The British scientists John Whinfield and James Dickson first invented polyester cloth in 1941 in England. After World War II was over, in 1945, the United States company DuPont bought the right to make polyester and by 1950 a factory in Delaware was beginning to actually make it.
People make polyester out of oil. You take the oil, which is a kind of very big hydrocarbon molecule, and break it down into two smaller molecules, ethylene glycol and dimethyl naphthalate, both still made entirely of oxygen, carbon, and hydrogen atoms. Dimethyl terephthalate is an ester, and ethylene glycol is a kind of alcohol. When you mix the ester and the alcohol together, they form molecules with both positive and negative charges, and the charges force the molecules to line up in chains of crystals that hold together as long fibers.

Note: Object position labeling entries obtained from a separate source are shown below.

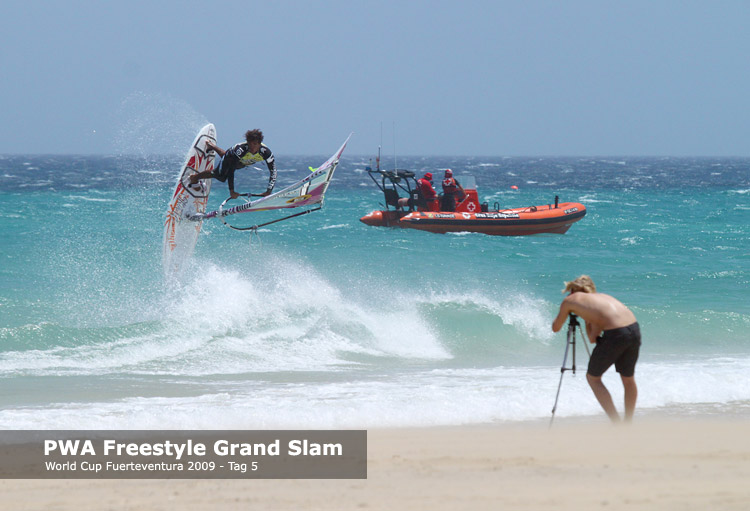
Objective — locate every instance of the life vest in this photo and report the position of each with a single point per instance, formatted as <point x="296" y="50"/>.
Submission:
<point x="425" y="187"/>
<point x="450" y="185"/>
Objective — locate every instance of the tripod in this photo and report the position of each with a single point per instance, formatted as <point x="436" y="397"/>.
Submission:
<point x="570" y="345"/>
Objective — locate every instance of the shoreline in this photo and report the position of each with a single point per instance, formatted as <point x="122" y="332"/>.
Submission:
<point x="658" y="462"/>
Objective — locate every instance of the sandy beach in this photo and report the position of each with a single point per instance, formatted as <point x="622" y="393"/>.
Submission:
<point x="660" y="464"/>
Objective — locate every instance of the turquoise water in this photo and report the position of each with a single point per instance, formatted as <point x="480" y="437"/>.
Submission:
<point x="322" y="321"/>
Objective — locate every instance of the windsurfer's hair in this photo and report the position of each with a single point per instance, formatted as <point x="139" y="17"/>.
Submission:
<point x="254" y="136"/>
<point x="582" y="283"/>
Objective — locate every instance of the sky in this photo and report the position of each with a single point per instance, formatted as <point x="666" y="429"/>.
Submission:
<point x="433" y="78"/>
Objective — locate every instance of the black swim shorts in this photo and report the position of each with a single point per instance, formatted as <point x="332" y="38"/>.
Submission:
<point x="618" y="346"/>
<point x="224" y="168"/>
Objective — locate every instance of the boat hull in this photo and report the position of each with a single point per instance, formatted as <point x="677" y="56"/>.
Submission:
<point x="509" y="222"/>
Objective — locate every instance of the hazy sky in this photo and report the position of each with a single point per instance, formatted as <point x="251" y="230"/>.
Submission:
<point x="484" y="78"/>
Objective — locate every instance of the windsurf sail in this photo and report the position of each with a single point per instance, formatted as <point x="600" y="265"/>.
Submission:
<point x="308" y="192"/>
<point x="180" y="236"/>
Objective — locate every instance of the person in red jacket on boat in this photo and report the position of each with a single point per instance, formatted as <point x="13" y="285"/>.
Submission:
<point x="451" y="188"/>
<point x="424" y="188"/>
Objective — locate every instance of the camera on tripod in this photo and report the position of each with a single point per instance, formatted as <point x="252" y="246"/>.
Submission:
<point x="570" y="345"/>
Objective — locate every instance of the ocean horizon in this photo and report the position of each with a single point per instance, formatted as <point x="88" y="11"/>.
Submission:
<point x="324" y="322"/>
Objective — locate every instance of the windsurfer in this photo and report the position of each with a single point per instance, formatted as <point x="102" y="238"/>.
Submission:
<point x="238" y="156"/>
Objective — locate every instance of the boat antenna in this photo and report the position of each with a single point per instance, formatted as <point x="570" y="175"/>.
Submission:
<point x="395" y="162"/>
<point x="381" y="145"/>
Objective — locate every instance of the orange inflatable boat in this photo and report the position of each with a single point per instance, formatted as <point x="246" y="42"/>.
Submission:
<point x="470" y="215"/>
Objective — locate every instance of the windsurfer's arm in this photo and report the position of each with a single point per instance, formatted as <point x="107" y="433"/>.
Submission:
<point x="230" y="183"/>
<point x="271" y="162"/>
<point x="210" y="145"/>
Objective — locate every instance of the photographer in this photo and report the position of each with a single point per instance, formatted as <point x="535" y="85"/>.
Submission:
<point x="616" y="333"/>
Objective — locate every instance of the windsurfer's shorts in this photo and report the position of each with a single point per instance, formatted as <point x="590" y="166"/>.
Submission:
<point x="619" y="346"/>
<point x="223" y="168"/>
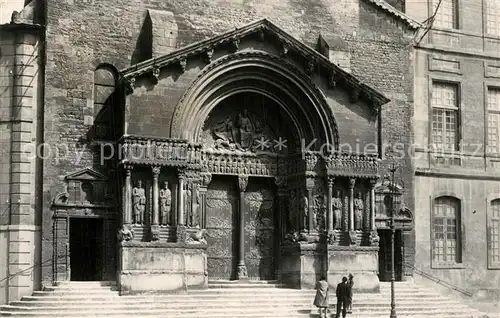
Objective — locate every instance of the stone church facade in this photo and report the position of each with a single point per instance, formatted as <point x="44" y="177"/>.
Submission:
<point x="190" y="143"/>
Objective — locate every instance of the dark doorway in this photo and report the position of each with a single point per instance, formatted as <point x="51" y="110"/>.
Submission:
<point x="384" y="255"/>
<point x="85" y="249"/>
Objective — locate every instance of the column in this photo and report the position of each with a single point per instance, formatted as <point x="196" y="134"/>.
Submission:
<point x="282" y="211"/>
<point x="180" y="199"/>
<point x="242" y="268"/>
<point x="329" y="204"/>
<point x="372" y="204"/>
<point x="155" y="229"/>
<point x="127" y="193"/>
<point x="352" y="182"/>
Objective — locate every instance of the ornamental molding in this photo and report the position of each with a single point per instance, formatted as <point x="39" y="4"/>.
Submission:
<point x="265" y="30"/>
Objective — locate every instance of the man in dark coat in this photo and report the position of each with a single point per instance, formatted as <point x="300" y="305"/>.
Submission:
<point x="342" y="297"/>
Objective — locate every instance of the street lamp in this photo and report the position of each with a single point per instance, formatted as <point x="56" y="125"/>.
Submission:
<point x="393" y="233"/>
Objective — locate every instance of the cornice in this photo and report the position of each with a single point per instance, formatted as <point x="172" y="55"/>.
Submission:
<point x="264" y="28"/>
<point x="411" y="23"/>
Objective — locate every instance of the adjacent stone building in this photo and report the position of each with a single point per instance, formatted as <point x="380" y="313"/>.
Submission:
<point x="220" y="140"/>
<point x="456" y="129"/>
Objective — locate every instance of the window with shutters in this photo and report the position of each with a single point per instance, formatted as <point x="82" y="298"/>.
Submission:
<point x="446" y="236"/>
<point x="493" y="113"/>
<point x="447" y="14"/>
<point x="493" y="17"/>
<point x="445" y="116"/>
<point x="494" y="234"/>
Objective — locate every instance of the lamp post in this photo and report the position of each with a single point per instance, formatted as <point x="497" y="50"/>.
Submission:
<point x="393" y="233"/>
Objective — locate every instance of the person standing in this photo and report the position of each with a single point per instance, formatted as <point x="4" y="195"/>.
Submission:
<point x="342" y="297"/>
<point x="321" y="299"/>
<point x="350" y="283"/>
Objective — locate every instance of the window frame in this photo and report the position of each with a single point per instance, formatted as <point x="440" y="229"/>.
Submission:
<point x="459" y="229"/>
<point x="489" y="200"/>
<point x="458" y="130"/>
<point x="456" y="17"/>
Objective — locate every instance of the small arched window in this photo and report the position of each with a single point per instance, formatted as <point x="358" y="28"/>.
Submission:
<point x="104" y="88"/>
<point x="446" y="236"/>
<point x="494" y="234"/>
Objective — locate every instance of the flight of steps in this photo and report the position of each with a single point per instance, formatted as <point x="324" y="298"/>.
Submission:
<point x="227" y="299"/>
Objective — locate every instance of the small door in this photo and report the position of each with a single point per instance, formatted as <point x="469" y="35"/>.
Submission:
<point x="86" y="249"/>
<point x="259" y="230"/>
<point x="221" y="209"/>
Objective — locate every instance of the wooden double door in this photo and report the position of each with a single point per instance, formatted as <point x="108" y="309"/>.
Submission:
<point x="223" y="229"/>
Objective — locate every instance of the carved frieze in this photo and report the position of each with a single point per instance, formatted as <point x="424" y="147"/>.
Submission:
<point x="156" y="74"/>
<point x="243" y="131"/>
<point x="138" y="202"/>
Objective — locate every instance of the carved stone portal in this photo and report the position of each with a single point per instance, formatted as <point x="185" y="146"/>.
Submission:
<point x="337" y="210"/>
<point x="139" y="202"/>
<point x="358" y="212"/>
<point x="244" y="131"/>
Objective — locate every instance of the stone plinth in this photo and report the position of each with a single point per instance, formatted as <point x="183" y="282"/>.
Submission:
<point x="302" y="264"/>
<point x="161" y="267"/>
<point x="361" y="261"/>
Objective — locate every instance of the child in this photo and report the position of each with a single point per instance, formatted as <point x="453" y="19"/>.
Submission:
<point x="321" y="299"/>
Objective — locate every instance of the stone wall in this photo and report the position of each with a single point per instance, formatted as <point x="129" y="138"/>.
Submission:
<point x="83" y="35"/>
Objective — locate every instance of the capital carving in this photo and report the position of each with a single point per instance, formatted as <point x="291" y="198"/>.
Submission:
<point x="128" y="170"/>
<point x="352" y="183"/>
<point x="183" y="64"/>
<point x="156" y="171"/>
<point x="242" y="183"/>
<point x="156" y="74"/>
<point x="284" y="49"/>
<point x="261" y="35"/>
<point x="208" y="56"/>
<point x="181" y="174"/>
<point x="330" y="181"/>
<point x="130" y="86"/>
<point x="206" y="179"/>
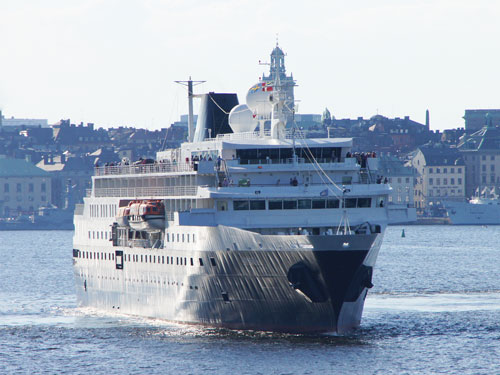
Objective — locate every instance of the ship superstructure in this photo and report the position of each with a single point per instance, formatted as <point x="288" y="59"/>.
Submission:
<point x="255" y="229"/>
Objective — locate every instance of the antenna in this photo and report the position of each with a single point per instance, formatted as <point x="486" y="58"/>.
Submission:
<point x="189" y="84"/>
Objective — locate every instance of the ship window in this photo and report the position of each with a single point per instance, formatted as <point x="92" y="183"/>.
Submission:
<point x="350" y="202"/>
<point x="346" y="180"/>
<point x="364" y="202"/>
<point x="221" y="206"/>
<point x="240" y="205"/>
<point x="257" y="205"/>
<point x="332" y="203"/>
<point x="275" y="205"/>
<point x="318" y="203"/>
<point x="304" y="204"/>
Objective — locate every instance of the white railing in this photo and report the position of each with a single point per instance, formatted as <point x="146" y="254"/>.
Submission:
<point x="145" y="191"/>
<point x="289" y="134"/>
<point x="144" y="168"/>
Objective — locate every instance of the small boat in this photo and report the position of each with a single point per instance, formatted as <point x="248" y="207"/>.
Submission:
<point x="148" y="215"/>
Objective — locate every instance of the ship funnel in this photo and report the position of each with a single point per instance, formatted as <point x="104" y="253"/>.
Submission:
<point x="241" y="119"/>
<point x="213" y="115"/>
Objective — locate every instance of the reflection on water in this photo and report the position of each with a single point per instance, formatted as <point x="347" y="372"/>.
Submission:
<point x="435" y="308"/>
<point x="435" y="302"/>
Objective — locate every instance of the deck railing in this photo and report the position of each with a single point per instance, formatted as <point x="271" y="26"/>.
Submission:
<point x="145" y="191"/>
<point x="144" y="168"/>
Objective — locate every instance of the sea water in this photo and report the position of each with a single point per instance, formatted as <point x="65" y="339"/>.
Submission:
<point x="435" y="308"/>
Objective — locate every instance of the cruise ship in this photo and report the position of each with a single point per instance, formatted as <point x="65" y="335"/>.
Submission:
<point x="248" y="225"/>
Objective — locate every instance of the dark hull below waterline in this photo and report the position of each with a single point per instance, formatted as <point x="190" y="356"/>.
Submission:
<point x="296" y="291"/>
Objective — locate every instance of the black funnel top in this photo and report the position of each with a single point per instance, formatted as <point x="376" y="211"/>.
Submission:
<point x="213" y="115"/>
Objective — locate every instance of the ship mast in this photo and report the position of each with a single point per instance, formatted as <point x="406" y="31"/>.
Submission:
<point x="189" y="83"/>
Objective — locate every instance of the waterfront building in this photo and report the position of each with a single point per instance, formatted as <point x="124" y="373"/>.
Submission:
<point x="68" y="172"/>
<point x="481" y="154"/>
<point x="475" y="119"/>
<point x="23" y="187"/>
<point x="440" y="176"/>
<point x="22" y="122"/>
<point x="401" y="178"/>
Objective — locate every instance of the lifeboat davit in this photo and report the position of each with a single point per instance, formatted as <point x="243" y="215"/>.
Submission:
<point x="148" y="215"/>
<point x="122" y="217"/>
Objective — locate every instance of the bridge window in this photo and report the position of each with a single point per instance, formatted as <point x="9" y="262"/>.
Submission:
<point x="257" y="204"/>
<point x="350" y="202"/>
<point x="318" y="203"/>
<point x="241" y="205"/>
<point x="276" y="205"/>
<point x="304" y="204"/>
<point x="364" y="202"/>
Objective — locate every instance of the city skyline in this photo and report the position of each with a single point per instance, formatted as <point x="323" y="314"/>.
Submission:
<point x="113" y="63"/>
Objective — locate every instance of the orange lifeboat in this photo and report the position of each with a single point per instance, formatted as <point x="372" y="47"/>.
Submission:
<point x="123" y="216"/>
<point x="148" y="215"/>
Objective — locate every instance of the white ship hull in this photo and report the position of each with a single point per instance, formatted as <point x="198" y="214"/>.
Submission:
<point x="465" y="213"/>
<point x="244" y="281"/>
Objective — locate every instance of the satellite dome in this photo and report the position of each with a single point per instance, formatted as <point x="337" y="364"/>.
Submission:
<point x="241" y="119"/>
<point x="259" y="99"/>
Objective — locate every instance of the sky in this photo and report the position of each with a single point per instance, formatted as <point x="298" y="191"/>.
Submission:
<point x="114" y="62"/>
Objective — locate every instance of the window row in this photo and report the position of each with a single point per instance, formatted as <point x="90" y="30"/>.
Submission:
<point x="19" y="187"/>
<point x="180" y="237"/>
<point x="103" y="210"/>
<point x="445" y="181"/>
<point x="445" y="170"/>
<point x="299" y="204"/>
<point x="99" y="235"/>
<point x="135" y="258"/>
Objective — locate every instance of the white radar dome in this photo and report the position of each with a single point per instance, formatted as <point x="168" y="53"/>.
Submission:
<point x="259" y="99"/>
<point x="241" y="119"/>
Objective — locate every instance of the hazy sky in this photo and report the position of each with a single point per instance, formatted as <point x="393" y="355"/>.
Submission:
<point x="113" y="62"/>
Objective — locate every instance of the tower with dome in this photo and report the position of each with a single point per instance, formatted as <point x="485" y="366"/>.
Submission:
<point x="277" y="75"/>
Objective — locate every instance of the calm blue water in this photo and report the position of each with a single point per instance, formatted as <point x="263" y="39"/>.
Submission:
<point x="435" y="308"/>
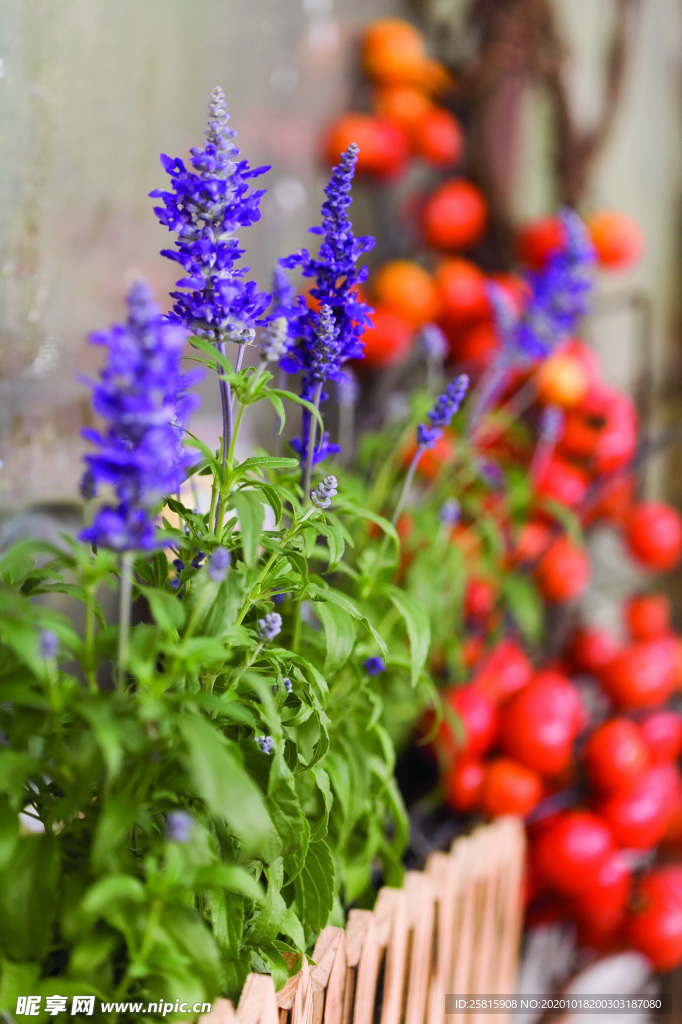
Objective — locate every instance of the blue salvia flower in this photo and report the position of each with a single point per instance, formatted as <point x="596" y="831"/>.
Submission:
<point x="141" y="395"/>
<point x="374" y="666"/>
<point x="444" y="409"/>
<point x="451" y="512"/>
<point x="178" y="826"/>
<point x="49" y="644"/>
<point x="326" y="489"/>
<point x="218" y="564"/>
<point x="205" y="209"/>
<point x="559" y="292"/>
<point x="318" y="351"/>
<point x="269" y="626"/>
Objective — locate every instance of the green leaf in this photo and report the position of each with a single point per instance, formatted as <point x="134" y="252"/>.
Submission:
<point x="314" y="887"/>
<point x="417" y="625"/>
<point x="524" y="605"/>
<point x="167" y="609"/>
<point x="339" y="635"/>
<point x="251" y="514"/>
<point x="221" y="780"/>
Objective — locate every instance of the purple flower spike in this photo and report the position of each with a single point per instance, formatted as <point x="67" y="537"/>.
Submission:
<point x="218" y="564"/>
<point x="446" y="406"/>
<point x="269" y="626"/>
<point x="374" y="666"/>
<point x="205" y="209"/>
<point x="141" y="395"/>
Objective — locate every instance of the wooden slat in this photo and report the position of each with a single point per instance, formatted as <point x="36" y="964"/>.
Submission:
<point x="421" y="905"/>
<point x="391" y="920"/>
<point x="258" y="1005"/>
<point x="329" y="977"/>
<point x="363" y="967"/>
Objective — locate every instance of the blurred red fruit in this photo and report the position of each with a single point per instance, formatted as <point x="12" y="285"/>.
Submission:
<point x="638" y="818"/>
<point x="462" y="288"/>
<point x="455" y="216"/>
<point x="388" y="341"/>
<point x="563" y="483"/>
<point x="647" y="615"/>
<point x="509" y="787"/>
<point x="654" y="536"/>
<point x="538" y="240"/>
<point x="438" y="137"/>
<point x="591" y="649"/>
<point x="383" y="147"/>
<point x="506" y="671"/>
<point x="615" y="755"/>
<point x="655" y="929"/>
<point x="477" y="724"/>
<point x="563" y="571"/>
<point x="642" y="675"/>
<point x="538" y="724"/>
<point x="662" y="732"/>
<point x="570" y="852"/>
<point x="463" y="782"/>
<point x="393" y="50"/>
<point x="616" y="239"/>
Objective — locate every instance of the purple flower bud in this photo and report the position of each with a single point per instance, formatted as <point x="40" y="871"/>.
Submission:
<point x="178" y="826"/>
<point x="326" y="489"/>
<point x="269" y="626"/>
<point x="266" y="743"/>
<point x="218" y="564"/>
<point x="49" y="644"/>
<point x="374" y="666"/>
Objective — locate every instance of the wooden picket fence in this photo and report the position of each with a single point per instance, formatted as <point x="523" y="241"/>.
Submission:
<point x="453" y="928"/>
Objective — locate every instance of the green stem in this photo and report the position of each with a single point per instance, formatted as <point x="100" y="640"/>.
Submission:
<point x="125" y="606"/>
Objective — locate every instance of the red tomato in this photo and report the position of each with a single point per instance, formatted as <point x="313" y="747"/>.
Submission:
<point x="617" y="240"/>
<point x="388" y="341"/>
<point x="662" y="732"/>
<point x="507" y="671"/>
<point x="463" y="782"/>
<point x="639" y="817"/>
<point x="477" y="715"/>
<point x="563" y="483"/>
<point x="509" y="787"/>
<point x="383" y="147"/>
<point x="538" y="725"/>
<point x="438" y="138"/>
<point x="654" y="535"/>
<point x="642" y="675"/>
<point x="462" y="288"/>
<point x="610" y="892"/>
<point x="539" y="240"/>
<point x="615" y="755"/>
<point x="647" y="615"/>
<point x="591" y="649"/>
<point x="655" y="931"/>
<point x="563" y="571"/>
<point x="455" y="215"/>
<point x="480" y="598"/>
<point x="571" y="851"/>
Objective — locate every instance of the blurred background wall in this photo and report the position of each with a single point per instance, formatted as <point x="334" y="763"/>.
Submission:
<point x="91" y="93"/>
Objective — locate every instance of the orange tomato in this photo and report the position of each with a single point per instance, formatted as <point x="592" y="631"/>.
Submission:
<point x="616" y="239"/>
<point x="388" y="340"/>
<point x="561" y="381"/>
<point x="455" y="215"/>
<point x="409" y="290"/>
<point x="393" y="50"/>
<point x="383" y="147"/>
<point x="438" y="137"/>
<point x="403" y="104"/>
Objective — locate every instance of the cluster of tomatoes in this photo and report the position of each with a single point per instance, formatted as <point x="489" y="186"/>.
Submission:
<point x="411" y="126"/>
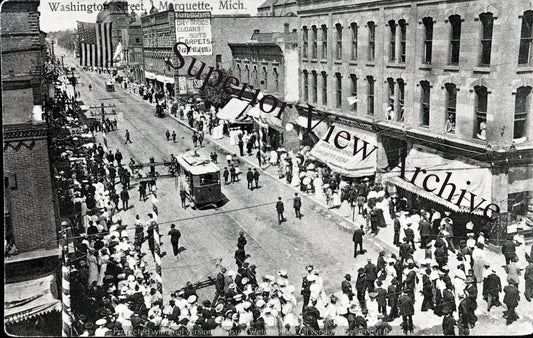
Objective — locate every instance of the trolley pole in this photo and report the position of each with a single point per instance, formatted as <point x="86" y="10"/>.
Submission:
<point x="65" y="288"/>
<point x="157" y="259"/>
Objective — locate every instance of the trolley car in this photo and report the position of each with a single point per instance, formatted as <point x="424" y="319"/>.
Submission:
<point x="200" y="178"/>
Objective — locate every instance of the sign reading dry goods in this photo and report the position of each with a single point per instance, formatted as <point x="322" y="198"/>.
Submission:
<point x="194" y="29"/>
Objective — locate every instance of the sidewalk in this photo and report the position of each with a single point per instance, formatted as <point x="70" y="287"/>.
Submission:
<point x="383" y="240"/>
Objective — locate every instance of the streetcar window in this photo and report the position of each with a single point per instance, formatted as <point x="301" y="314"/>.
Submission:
<point x="211" y="178"/>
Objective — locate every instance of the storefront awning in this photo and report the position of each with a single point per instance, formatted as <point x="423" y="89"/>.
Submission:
<point x="344" y="161"/>
<point x="477" y="173"/>
<point x="26" y="299"/>
<point x="235" y="112"/>
<point x="269" y="119"/>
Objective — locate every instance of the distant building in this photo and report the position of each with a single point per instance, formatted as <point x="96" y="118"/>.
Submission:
<point x="444" y="83"/>
<point x="278" y="8"/>
<point x="159" y="37"/>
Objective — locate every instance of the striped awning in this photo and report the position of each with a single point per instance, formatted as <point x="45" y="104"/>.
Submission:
<point x="27" y="299"/>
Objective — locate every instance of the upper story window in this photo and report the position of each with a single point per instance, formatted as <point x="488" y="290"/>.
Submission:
<point x="451" y="105"/>
<point x="353" y="27"/>
<point x="314" y="42"/>
<point x="424" y="103"/>
<point x="370" y="95"/>
<point x="276" y="80"/>
<point x="392" y="41"/>
<point x="521" y="113"/>
<point x="455" y="39"/>
<point x="428" y="39"/>
<point x="525" y="52"/>
<point x="371" y="40"/>
<point x="338" y="35"/>
<point x="324" y="41"/>
<point x="305" y="45"/>
<point x="401" y="100"/>
<point x="390" y="107"/>
<point x="353" y="80"/>
<point x="480" y="125"/>
<point x="306" y="85"/>
<point x="314" y="82"/>
<point x="324" y="88"/>
<point x="403" y="40"/>
<point x="487" y="23"/>
<point x="338" y="89"/>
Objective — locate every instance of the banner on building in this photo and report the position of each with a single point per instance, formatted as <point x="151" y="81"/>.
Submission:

Recycling plastic bottles into polyester thread
The polymerized material comes out of the machine in long ribbons, and you cut the ribbons into little chips and let them harden. Then you melt the chips again and push the goo out through little holes to make thinner ribbons, and wind the thinner ribbons around spools. Then you heat the thinner ribbons and stretch them out to about five times their original length, to make them thin enough to use as thread to weave cloth.
Since the 1960s, polyester has been the cheapest kind of cloth, and almost half of all the world's clothing is made of polyester. You are probably familiar with polyester mainly from team shirts like for soccer or basketball.
Because we make polyester out of oil, polyester clothing will get more expensive as we run out of oil and it gets more expensive.